O Ministério de Portos e Aeroportos (MPor) divulgou orientações sobre as novas regras para operação de drones no Brasil. O Regulamento Brasileiro de Aviação Civil (RBAC) nº 100, publicado pela Agência Nacional de Aviação Civil (Anac) em junho, substitui as normas anteriores e organiza os voos em três categorias, com requisitos específicos para cada uma.
As categorias são: aberta, específica e certificada. A categoria aberta abrange operações de menor risco, com drones de até 25 kg, voando a até 120 metros de altura, em linha de visada visual (VLOS) ou com auxílio de observador, e em áreas afastadas de pessoas não envolvidas. A categoria específica é para operações que não se enquadram na aberta, exigindo cenário padrão definido pela Anac ou autorização operacional após avaliação de risco. Já a categoria certificada é para operações de maior risco, como transporte de artigos perigosos, quando a Anac considerar necessário.
O regulamento não se aplica a drones de até 250 gramas que voem a até 120 metros de altura, nem a aeromodelos recreativos nas mesmas condições. No entanto, mesmo nesses casos, o piloto é responsável pela segurança e deve cumprir outras normas aplicáveis.

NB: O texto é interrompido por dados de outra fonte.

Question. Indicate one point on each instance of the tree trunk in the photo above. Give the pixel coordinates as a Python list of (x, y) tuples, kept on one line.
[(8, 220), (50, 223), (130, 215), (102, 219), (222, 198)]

O piloto remoto é o responsável direto pela condução segura do drone e tem autoridade final sobre a operação. Antes de decolar, é preciso verificar o equipamento, as condições meteorológicas e planejar o voo. Se houver qualquer problema que comprometa a segurança, o voo deve ser interrompido. Todo piloto deve ser aprovado em exame teórico da Anac, e menores de 18 anos precisam estar acompanhados por um piloto maior de idade.
Durante o voo, deve haver um piloto na estação de pilotagem, e cada piloto pode operar apenas uma aeronave por vez. Na categoria aberta, é obrigatório manter distância mínima de 30 metros de pessoas não envolvidas, salvo se houver barreira mecânica ou consentimento expresso da pessoa. O limite de altura é de 120 metros, e o piloto deve manter controle total do equipamento.
O regulamento também proíbe operação descuidada ou negligente que coloque em risco pessoas ou propriedades. Além das regras da Anac, o usuário deve cumprir normas de outros órgãos, como Decea, Anatel, e respeitar direitos de privacidade e imagem. O objetivo é aumentar a segurança e adequar os requisitos ao risco de cada operação.